Conservation is a field which requires constant study and reading in order to build a strong foundation as a good professional. To achieve that, international events seem to be a place where professionals and students meet to discuss new trends and share their thoughts. This was my main objective when I applied to participate in the 27th biennial IIC Congress, Preventive Conservation: ‘The State of the Art’, in Turin (Italy) in September 2018. This congress drew my attention as it could contribute not only to my understanding of the decision-making processes of a textile conservation professional but also in further activities that I could be involved with to improve the long-term preservation of objects as a whole.
Of course, the congress had some very interesting talks concerning textile conservation such as the decision-making process regarding tapestry conservation and its environmental exposure at the Hampton Court Palace`s Great Hall or the “Operation Clothes Moth” that expressed public engagement as a fundamental instrument for the preventive conservation of the UK textile heritage. However, what made the most impression on me were some of the other discussions that took place which I thought were very insightful for me as a student and which I believe will contribute to my future as a conservator of textile objects.

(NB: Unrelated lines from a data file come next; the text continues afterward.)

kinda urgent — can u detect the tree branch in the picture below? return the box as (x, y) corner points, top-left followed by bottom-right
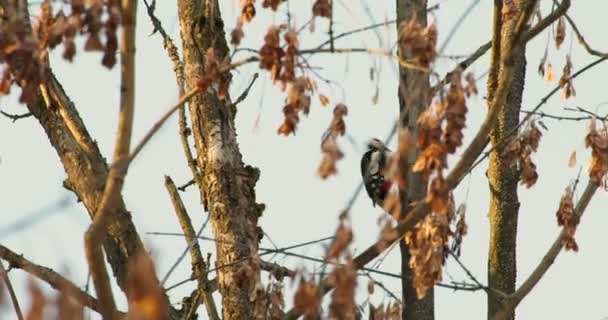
(0, 110), (32, 122)
(0, 245), (127, 319)
(284, 4), (539, 317)
(164, 176), (219, 320)
(492, 181), (599, 320)
(84, 1), (138, 318)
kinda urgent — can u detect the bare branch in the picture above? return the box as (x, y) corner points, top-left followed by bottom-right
(84, 1), (138, 318)
(0, 110), (32, 122)
(164, 176), (219, 320)
(127, 87), (200, 163)
(558, 5), (608, 58)
(522, 0), (570, 44)
(232, 73), (259, 107)
(0, 245), (127, 318)
(492, 181), (599, 320)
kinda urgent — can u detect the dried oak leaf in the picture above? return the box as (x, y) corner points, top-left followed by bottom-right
(231, 19), (245, 46)
(326, 214), (353, 259)
(464, 72), (478, 97)
(312, 0), (332, 18)
(280, 29), (298, 86)
(559, 55), (576, 99)
(555, 16), (566, 50)
(584, 119), (608, 186)
(259, 26), (285, 82)
(556, 186), (579, 251)
(398, 18), (438, 68)
(262, 0), (285, 11)
(278, 77), (313, 135)
(318, 104), (348, 178)
(504, 121), (543, 188)
(328, 261), (357, 320)
(241, 0), (256, 23)
(443, 69), (468, 153)
(293, 279), (321, 320)
(254, 282), (285, 320)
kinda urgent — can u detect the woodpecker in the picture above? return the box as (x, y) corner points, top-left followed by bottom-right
(360, 138), (392, 207)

One of the subjects discussed extensively was communication as an indispensable tool within various aspects of conservation. One aspect was communication through documentation and how it documentation needs to be a record for keeping data for further work, but also to be understood by others who need to access the information but that are not necessarily conservators. Another interesting point was made by Professor Joelle D.J. Wickens from the University of Delaware (USA). She discussed the importance of how we communicate our work as conservators inside an institution in relation to multidisciplinary teams and highlighted the need to increase our ability to listen and speak to professionals that don’t understand our jargon and provide appropriate information about what we have done. Communication with museum visitors was debated as a powerful tool in connecting a community to its heritage and enhancing the sense of ownership and preservation. Soft skills such as leadership, flexibility, confidence, empathy and critical thinking were also emphasised as important abilities to be developed by emerging conservators.

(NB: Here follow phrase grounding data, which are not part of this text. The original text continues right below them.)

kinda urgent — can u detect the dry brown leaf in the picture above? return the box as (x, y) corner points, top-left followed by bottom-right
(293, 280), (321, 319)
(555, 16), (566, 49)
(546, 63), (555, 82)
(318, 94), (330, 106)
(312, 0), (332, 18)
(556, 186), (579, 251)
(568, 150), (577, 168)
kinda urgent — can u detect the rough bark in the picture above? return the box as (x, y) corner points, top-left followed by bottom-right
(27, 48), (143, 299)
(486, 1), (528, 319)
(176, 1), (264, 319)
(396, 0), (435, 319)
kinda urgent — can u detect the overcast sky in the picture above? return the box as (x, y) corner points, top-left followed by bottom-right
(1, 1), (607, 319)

The congress was also an excellent opportunity to speak with professionals from all over the world, to discuss common points which were addressed in different ways due to the specific contexts, climates or politics. Exchanging experiences and knowledge (and sometimes insecurities) made me feel I was inside a professional community in which we could discuss and share our thoughts to improve our decision-making processes as well as personal issues.
On various days the dialogue centred around the changing demands and perceptions of the profession with a substantial debate about ‘old school’ thoughts and definitions. Museum professionals and institutions are more and more aware of the importance of preventive conservation and the value of this subject is increasing within organisations. Sustainability and green actions, another very present topic, are in demand now and consequently preventive conservation needs to work in this direction.
Participating in the 2018 IIC Congress made me reflect more broadly on our responsibility to objects and the communities they belong to as well as the objectives of preventive conservation. I enjoyed this opportunity very much as it was a great chance to hear from a wide range of professionals (also some well-known conservators like Stefan Michalski and Gael de Guichen). As a student and emerging professional, I would recommend this experience to every scholar as a chance to rethink values and concepts and definitely learn from and get in touch with experienced conservators. I would like to thank the Bromelle Memorial Fund for allowing me to attend this conference and I look forward to the next IIC 2020 Conference in New Delhi.